This may come as no big surprise to people who watch TV or go to movies, but some of the best writing done by members of the Writers Guild of America is never aired in public--nor is it meant to be. Since 1987, members have used the guild's computer bulletin board system to send their most passionate, angst-ridden messages back and forth to each other. That is, they did until this past April, when three BBS activists filed a free-speech suit against the guild for making them sign "loyalty oaths" to use the BBS. In response, the guild's board of directors summarily shut down the BBS for being excessively contentious, a potential legal liability, and generally more trouble than it was worth.
The BBS was disliked in certain circles because some activists used it to attack the guild's executive director, Brian Walton. Walton, they charged, dominated the board, ran roughshod over the membership, and, out of fear of offending the TV and motion-picture industries, voluntarily surrendered the union's most effective weapon (the threat of a strike) for the dubious benefits of industrial harmony. In addition, he refused to reveal the terms of his employment contract. "The president of the U.S. has to tell us how much he makes," says Larry Gelbart, a writer for "M.A.S.H." and Tootsie. "Why does a man employed by almost eight thousand people withhold from us what we pay him?"
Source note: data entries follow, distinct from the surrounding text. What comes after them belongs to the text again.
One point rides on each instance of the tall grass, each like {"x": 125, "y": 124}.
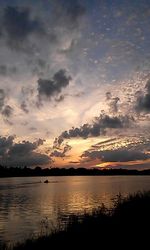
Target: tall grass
{"x": 124, "y": 226}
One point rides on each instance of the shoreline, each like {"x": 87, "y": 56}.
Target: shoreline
{"x": 127, "y": 222}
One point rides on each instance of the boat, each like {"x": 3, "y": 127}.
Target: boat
{"x": 46, "y": 181}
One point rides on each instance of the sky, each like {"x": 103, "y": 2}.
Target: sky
{"x": 75, "y": 83}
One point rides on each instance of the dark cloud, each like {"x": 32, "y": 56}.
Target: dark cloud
{"x": 112, "y": 102}
{"x": 118, "y": 155}
{"x": 21, "y": 153}
{"x": 49, "y": 88}
{"x": 98, "y": 127}
{"x": 7, "y": 111}
{"x": 33, "y": 129}
{"x": 7, "y": 70}
{"x": 143, "y": 100}
{"x": 17, "y": 25}
{"x": 60, "y": 98}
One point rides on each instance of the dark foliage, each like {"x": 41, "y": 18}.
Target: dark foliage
{"x": 18, "y": 172}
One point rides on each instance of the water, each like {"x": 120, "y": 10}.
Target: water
{"x": 28, "y": 206}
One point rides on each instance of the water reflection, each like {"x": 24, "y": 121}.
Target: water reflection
{"x": 26, "y": 202}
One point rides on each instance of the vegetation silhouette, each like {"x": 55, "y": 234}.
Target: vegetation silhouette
{"x": 38, "y": 171}
{"x": 125, "y": 226}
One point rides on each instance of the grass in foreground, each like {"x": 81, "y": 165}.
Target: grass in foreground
{"x": 126, "y": 225}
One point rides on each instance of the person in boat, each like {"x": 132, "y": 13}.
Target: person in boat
{"x": 46, "y": 181}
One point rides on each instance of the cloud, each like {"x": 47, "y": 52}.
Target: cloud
{"x": 21, "y": 153}
{"x": 118, "y": 155}
{"x": 96, "y": 128}
{"x": 143, "y": 100}
{"x": 7, "y": 111}
{"x": 18, "y": 25}
{"x": 58, "y": 153}
{"x": 6, "y": 70}
{"x": 2, "y": 98}
{"x": 49, "y": 88}
{"x": 112, "y": 102}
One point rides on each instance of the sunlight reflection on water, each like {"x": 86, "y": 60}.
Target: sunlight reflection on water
{"x": 27, "y": 205}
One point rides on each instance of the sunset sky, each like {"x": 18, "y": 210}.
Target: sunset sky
{"x": 75, "y": 83}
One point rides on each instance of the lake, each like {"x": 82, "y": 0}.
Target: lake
{"x": 29, "y": 207}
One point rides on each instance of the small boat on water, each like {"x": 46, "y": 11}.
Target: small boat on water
{"x": 46, "y": 181}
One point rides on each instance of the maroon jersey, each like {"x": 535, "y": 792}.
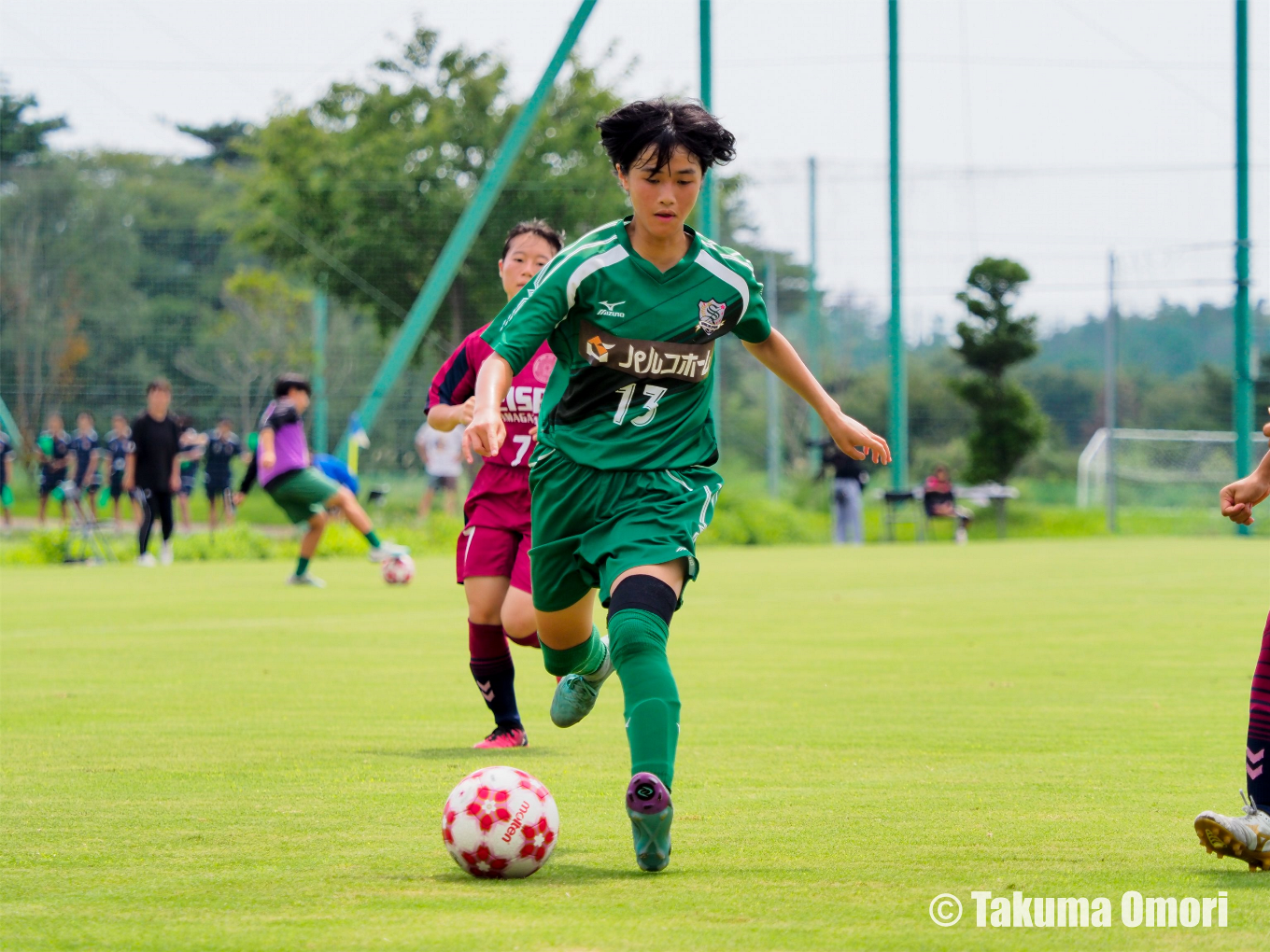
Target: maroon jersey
{"x": 456, "y": 381}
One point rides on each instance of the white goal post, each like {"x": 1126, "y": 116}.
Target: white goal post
{"x": 1200, "y": 457}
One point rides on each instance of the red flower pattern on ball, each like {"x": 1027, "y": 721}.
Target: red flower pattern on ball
{"x": 501, "y": 822}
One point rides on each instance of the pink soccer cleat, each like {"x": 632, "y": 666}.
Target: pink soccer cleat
{"x": 503, "y": 737}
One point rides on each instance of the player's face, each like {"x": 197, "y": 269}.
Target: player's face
{"x": 524, "y": 259}
{"x": 663, "y": 198}
{"x": 158, "y": 402}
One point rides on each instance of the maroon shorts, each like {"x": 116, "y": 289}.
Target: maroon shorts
{"x": 496, "y": 539}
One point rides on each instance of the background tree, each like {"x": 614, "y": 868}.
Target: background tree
{"x": 376, "y": 175}
{"x": 224, "y": 138}
{"x": 261, "y": 331}
{"x": 1008, "y": 423}
{"x": 21, "y": 140}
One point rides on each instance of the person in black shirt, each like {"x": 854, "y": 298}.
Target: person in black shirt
{"x": 847, "y": 499}
{"x": 52, "y": 450}
{"x": 119, "y": 444}
{"x": 222, "y": 446}
{"x": 154, "y": 469}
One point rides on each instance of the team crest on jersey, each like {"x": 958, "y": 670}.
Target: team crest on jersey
{"x": 710, "y": 315}
{"x": 543, "y": 367}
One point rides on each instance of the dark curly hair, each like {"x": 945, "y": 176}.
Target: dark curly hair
{"x": 533, "y": 226}
{"x": 664, "y": 124}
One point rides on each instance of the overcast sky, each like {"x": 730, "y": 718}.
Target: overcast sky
{"x": 1050, "y": 131}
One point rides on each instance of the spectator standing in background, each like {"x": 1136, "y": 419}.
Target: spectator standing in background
{"x": 940, "y": 501}
{"x": 847, "y": 500}
{"x": 6, "y": 478}
{"x": 222, "y": 444}
{"x": 119, "y": 444}
{"x": 87, "y": 448}
{"x": 152, "y": 473}
{"x": 192, "y": 444}
{"x": 52, "y": 451}
{"x": 442, "y": 461}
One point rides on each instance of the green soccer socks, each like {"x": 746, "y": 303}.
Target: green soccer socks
{"x": 586, "y": 658}
{"x": 638, "y": 644}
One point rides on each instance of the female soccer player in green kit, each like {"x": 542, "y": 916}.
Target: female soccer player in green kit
{"x": 620, "y": 482}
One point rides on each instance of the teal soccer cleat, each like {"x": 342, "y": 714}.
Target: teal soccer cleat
{"x": 575, "y": 693}
{"x": 648, "y": 804}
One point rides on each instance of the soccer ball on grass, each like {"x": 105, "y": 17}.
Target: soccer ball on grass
{"x": 501, "y": 822}
{"x": 398, "y": 570}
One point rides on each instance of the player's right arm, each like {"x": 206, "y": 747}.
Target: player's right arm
{"x": 451, "y": 400}
{"x": 487, "y": 430}
{"x": 1242, "y": 496}
{"x": 515, "y": 335}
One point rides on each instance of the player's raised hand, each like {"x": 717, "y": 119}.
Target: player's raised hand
{"x": 857, "y": 441}
{"x": 484, "y": 434}
{"x": 1240, "y": 497}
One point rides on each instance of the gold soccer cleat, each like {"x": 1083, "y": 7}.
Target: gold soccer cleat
{"x": 1245, "y": 838}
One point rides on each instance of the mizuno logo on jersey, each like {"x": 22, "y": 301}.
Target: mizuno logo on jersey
{"x": 645, "y": 358}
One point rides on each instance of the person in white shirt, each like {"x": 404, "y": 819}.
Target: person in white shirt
{"x": 444, "y": 462}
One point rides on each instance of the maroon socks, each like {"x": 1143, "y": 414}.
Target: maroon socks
{"x": 1259, "y": 727}
{"x": 493, "y": 672}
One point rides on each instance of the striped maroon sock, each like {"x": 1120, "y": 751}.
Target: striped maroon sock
{"x": 1259, "y": 726}
{"x": 493, "y": 672}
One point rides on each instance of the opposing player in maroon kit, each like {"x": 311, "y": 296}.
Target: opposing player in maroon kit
{"x": 493, "y": 557}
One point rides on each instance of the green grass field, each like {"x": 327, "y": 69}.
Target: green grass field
{"x": 242, "y": 765}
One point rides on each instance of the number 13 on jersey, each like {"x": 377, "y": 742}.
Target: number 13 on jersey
{"x": 653, "y": 392}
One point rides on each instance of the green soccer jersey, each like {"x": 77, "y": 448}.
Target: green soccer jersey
{"x": 634, "y": 348}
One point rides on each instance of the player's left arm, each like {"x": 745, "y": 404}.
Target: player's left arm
{"x": 515, "y": 337}
{"x": 853, "y": 437}
{"x": 487, "y": 430}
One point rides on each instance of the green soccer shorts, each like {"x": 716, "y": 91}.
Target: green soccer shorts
{"x": 589, "y": 525}
{"x": 303, "y": 494}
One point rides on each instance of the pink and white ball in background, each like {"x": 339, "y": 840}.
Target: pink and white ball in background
{"x": 501, "y": 822}
{"x": 398, "y": 570}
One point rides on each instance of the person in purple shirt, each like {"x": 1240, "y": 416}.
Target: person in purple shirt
{"x": 303, "y": 493}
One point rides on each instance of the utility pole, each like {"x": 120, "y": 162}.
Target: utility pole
{"x": 773, "y": 394}
{"x": 814, "y": 343}
{"x": 1110, "y": 362}
{"x": 1242, "y": 317}
{"x": 321, "y": 306}
{"x": 710, "y": 203}
{"x": 898, "y": 429}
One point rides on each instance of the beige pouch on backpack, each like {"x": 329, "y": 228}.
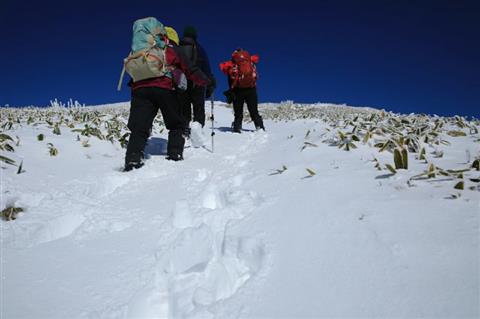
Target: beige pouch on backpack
{"x": 146, "y": 64}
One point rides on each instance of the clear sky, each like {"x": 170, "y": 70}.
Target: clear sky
{"x": 405, "y": 56}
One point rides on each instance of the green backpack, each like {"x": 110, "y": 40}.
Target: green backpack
{"x": 147, "y": 57}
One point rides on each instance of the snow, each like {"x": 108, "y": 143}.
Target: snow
{"x": 220, "y": 235}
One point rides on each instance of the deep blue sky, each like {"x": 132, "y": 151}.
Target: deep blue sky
{"x": 405, "y": 56}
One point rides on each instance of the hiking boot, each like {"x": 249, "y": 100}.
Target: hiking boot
{"x": 259, "y": 127}
{"x": 236, "y": 128}
{"x": 132, "y": 165}
{"x": 186, "y": 133}
{"x": 175, "y": 157}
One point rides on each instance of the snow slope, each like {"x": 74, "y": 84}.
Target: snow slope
{"x": 220, "y": 235}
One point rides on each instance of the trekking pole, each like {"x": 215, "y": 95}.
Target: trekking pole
{"x": 212, "y": 118}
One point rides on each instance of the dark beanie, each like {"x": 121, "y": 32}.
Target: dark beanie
{"x": 190, "y": 32}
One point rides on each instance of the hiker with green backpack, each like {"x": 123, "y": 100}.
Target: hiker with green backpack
{"x": 150, "y": 65}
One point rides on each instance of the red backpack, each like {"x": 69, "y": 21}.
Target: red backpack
{"x": 243, "y": 72}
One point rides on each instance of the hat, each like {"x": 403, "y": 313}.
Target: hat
{"x": 172, "y": 35}
{"x": 190, "y": 32}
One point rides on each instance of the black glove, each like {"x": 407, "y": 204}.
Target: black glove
{"x": 230, "y": 96}
{"x": 209, "y": 91}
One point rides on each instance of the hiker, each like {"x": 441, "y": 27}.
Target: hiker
{"x": 195, "y": 94}
{"x": 242, "y": 77}
{"x": 150, "y": 65}
{"x": 179, "y": 79}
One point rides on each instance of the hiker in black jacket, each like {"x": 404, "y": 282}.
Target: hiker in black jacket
{"x": 195, "y": 95}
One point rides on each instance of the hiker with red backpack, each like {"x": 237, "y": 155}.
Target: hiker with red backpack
{"x": 150, "y": 65}
{"x": 242, "y": 80}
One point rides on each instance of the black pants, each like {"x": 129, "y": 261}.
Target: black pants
{"x": 143, "y": 109}
{"x": 248, "y": 95}
{"x": 194, "y": 95}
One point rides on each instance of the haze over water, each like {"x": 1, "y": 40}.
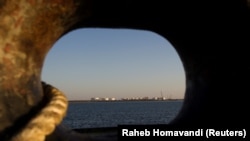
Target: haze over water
{"x": 117, "y": 63}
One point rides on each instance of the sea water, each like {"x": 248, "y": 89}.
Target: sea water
{"x": 110, "y": 114}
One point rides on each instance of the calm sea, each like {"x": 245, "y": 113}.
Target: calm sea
{"x": 106, "y": 114}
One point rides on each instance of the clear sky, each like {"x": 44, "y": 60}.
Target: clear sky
{"x": 117, "y": 63}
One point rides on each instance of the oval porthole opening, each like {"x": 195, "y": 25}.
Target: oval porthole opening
{"x": 116, "y": 76}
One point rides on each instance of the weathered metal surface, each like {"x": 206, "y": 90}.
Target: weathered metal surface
{"x": 28, "y": 29}
{"x": 211, "y": 37}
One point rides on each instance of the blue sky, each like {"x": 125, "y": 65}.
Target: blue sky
{"x": 117, "y": 63}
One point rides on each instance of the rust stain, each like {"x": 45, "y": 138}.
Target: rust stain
{"x": 18, "y": 22}
{"x": 32, "y": 2}
{"x": 7, "y": 48}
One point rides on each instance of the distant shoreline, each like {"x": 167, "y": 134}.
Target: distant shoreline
{"x": 74, "y": 101}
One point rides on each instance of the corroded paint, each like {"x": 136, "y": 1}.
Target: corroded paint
{"x": 28, "y": 29}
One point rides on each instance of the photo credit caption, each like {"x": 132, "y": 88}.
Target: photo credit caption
{"x": 163, "y": 131}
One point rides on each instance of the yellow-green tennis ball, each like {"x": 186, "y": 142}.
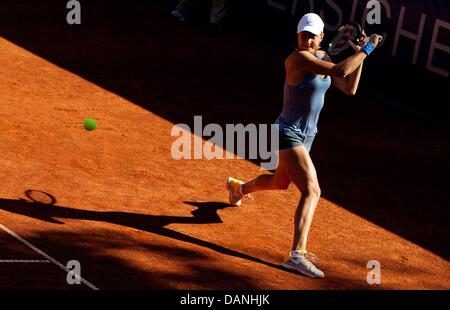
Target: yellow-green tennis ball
{"x": 89, "y": 124}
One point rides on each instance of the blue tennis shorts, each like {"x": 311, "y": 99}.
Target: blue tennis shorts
{"x": 291, "y": 136}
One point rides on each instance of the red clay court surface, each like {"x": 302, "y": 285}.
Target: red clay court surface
{"x": 137, "y": 219}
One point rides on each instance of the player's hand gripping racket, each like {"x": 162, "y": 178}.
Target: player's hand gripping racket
{"x": 340, "y": 48}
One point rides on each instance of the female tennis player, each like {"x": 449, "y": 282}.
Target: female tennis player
{"x": 309, "y": 74}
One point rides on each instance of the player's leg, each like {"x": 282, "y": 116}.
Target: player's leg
{"x": 302, "y": 173}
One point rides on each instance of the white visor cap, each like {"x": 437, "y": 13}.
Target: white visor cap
{"x": 310, "y": 22}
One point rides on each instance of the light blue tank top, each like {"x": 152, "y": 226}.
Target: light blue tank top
{"x": 302, "y": 103}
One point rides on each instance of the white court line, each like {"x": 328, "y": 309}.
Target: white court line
{"x": 45, "y": 255}
{"x": 24, "y": 261}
As is usual in these kinds of disputes, the real issue isn't so much free speech or the director's personality as which political point of view animates the union. The problem in the Writers Guild is that not all writers are created equal. In any given year, half its members make no money at all from TV or screenwriting, while 2.5 percent make more than $350,000 each. As some high-earning writers see it, if they do what the activists want--go on strike at every opportunity--they could easily end up losing their houses, marriages, and mental health, just because some "thirties-style Wobblies and fifties-style Reds" aren't happy unless they're hitting the bricks, joining hands, and singing "Joe Hill." Instead of attacking Walton, says one former board member, activists should be lighting candles in his honor: "He brought the union back from the brink of disintegration and saved it from total collapse."
The BBS activists take strong exception to the notion that they are paranoid left-wingers who would rather strike than write. All they want, they say, is a little more recognition (and money) for their contributions to the industry. That many successful writers now disdain going on strike seems more than a little arrogant to the activists, considering it was the willingness of previous generations of writers to strike when need be that allows some of today's members to live in million-dollar houses and drive $80,000 cars.
"It's not too much to ask them to put a little aside [in case of a strike]," says Ferde Rombola, a plaintiff in the lawsuit. "What's wrong with driving a Honda?"